Say you had a chance to design Toronto's municipal government from scratch, determining which services it needs to deliver to meet its basic obligations to city residents. Would running a zoo be one of them?

When the city began the most thorough review of its operations ever taken, it called the process the core-services review. The idea was to determine which services were really fundamental – must-haves as opposed to nice-to-haves, as Mayor Rob Ford put it.

Things like policing, firefighting, emergency services, garbage collection and public health obviously qualify, though it is certainly possible to perform all of them more efficiently. Zoos are another question.

Running the zoo costs the city around $12-million a year. KPMG consultants identified this as discretionary spending – in other words, a nice-to-have. Attendance was down last year to about 1.3 million, though zoo officials blame that on the recession and predict it will bounce back.

More than three decades after opening, the zoo is showing its age and its directors have discussed launching a 10-year, $250-million campaign to bring it up to snuff. That seems unlikely to happen as long as a cash-strapped city, struggling just to provide basic transit and other services, is in charge.

Politics have hampered the zoo's progress. Two city councillors resigned from the zoo board in anger in 2008 over the way it was being run and the zoo cut its ties to an underperforming volunteer fundraising foundation.

The KPMG consultants suggest selling the zoo, giving it to the federal government or turning it over to a non-profit group. "The creation of an independent non-profit corporation to operate the zoo would broaden its potential funding base, and give it the independence to apply entrepreneurship to improving its financial performance," said KPMG.

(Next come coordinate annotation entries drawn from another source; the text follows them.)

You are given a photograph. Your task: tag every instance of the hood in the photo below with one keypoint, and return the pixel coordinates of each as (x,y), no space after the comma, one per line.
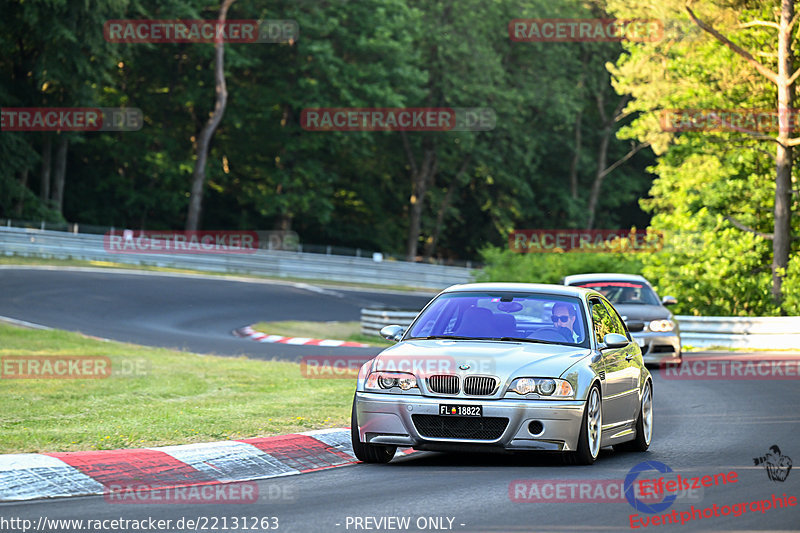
(503,359)
(645,313)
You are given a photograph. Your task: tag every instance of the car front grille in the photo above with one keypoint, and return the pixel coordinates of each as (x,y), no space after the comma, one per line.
(460,427)
(443,384)
(479,385)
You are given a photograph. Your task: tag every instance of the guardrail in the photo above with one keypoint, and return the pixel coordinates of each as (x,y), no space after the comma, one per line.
(776,333)
(275,263)
(373,319)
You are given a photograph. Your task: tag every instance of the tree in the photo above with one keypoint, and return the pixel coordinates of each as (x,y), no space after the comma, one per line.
(714,187)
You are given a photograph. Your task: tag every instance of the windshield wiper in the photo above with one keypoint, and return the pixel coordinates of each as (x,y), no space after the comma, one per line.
(518,339)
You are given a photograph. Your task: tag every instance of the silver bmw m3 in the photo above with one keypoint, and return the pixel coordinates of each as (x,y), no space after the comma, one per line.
(506,366)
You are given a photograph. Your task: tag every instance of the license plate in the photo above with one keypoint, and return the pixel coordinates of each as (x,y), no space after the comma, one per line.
(460,410)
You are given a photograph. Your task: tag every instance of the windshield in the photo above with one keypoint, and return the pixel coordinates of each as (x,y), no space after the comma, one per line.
(623,292)
(544,318)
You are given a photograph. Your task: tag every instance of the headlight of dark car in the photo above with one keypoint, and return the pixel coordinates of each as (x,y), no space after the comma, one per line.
(385,381)
(545,387)
(662,326)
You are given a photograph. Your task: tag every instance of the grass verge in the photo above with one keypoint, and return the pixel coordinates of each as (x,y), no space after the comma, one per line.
(156,397)
(340,331)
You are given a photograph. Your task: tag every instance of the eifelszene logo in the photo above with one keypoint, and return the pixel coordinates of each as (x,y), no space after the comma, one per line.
(777,465)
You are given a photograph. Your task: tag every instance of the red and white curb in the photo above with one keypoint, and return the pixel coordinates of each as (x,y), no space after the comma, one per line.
(31,476)
(258,336)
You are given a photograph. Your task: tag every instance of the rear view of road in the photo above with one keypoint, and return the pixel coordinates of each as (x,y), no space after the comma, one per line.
(183,312)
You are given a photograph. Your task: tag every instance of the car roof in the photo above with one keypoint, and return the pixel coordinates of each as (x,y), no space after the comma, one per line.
(609,276)
(542,288)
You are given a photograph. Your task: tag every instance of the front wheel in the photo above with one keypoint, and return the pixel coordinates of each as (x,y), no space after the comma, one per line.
(365,452)
(591,431)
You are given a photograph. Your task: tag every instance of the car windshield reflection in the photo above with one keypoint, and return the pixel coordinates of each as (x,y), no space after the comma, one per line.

City manager Joe Pennachetti agrees. On Monday, he revealed he has asked for the authority to search for private companies or other parties who might "purchase, lease or operate" the zoo. "The current city-agency model," he says, "has not allowed the Toronto Zoo to raise sufficient funds from other sources to become financially self-sustaining."

It is at least worth exploring. Many other big-city zoos, like London's, are operated by independent zoological societies. In Chicago, the Shedd Aquarium, Brookfield Zoo and Lincoln Park Zoo are all run by private societies, though they sit on government land. New ownership or management at Toronto's zoo might help give the place a shake, freeing it from unimaginative city leadership.

Dallas, Denver and San Diego all have privately operated zoos. Los Angeles city council voted last month to ask private companies and non-profit groups to submit proposals to manage its zoo.

There are plenty of real and legitimate questions about Mr. Ford's cost-cutting campaign. He promised no cuts, "guaranteed," yet now the city is considering dozens, from cutting the number of subsidized daycare spaces to reducing snow-clearing and grass-cutting standards.

As decision time approaches, the proposed cuts seem much less radical than many critics had feared. Getting rid of windrow clearing (opening up driveways blocked by snowplowing) hardly seems the end of the world – and seniors would continue to have the service. Nor does ending Community Environment Days, eliminating the practice of giving out four free garbage tags a year to residents or ending a service that picked up pets from owners who wanted to hand them over to shelters.

In all, the proposed cuts would save about $100-million – incidentally, the same amount that Mr. Ford gave up in city revenues when he killed the car-registration tax and froze property taxes for a year. Where the rest of the money will come from to close the city's $774-million budget shortfall is far from clear.

But the process has at least provided the city with a chance to look at practices and agencies that cry out for change. The zoo is one.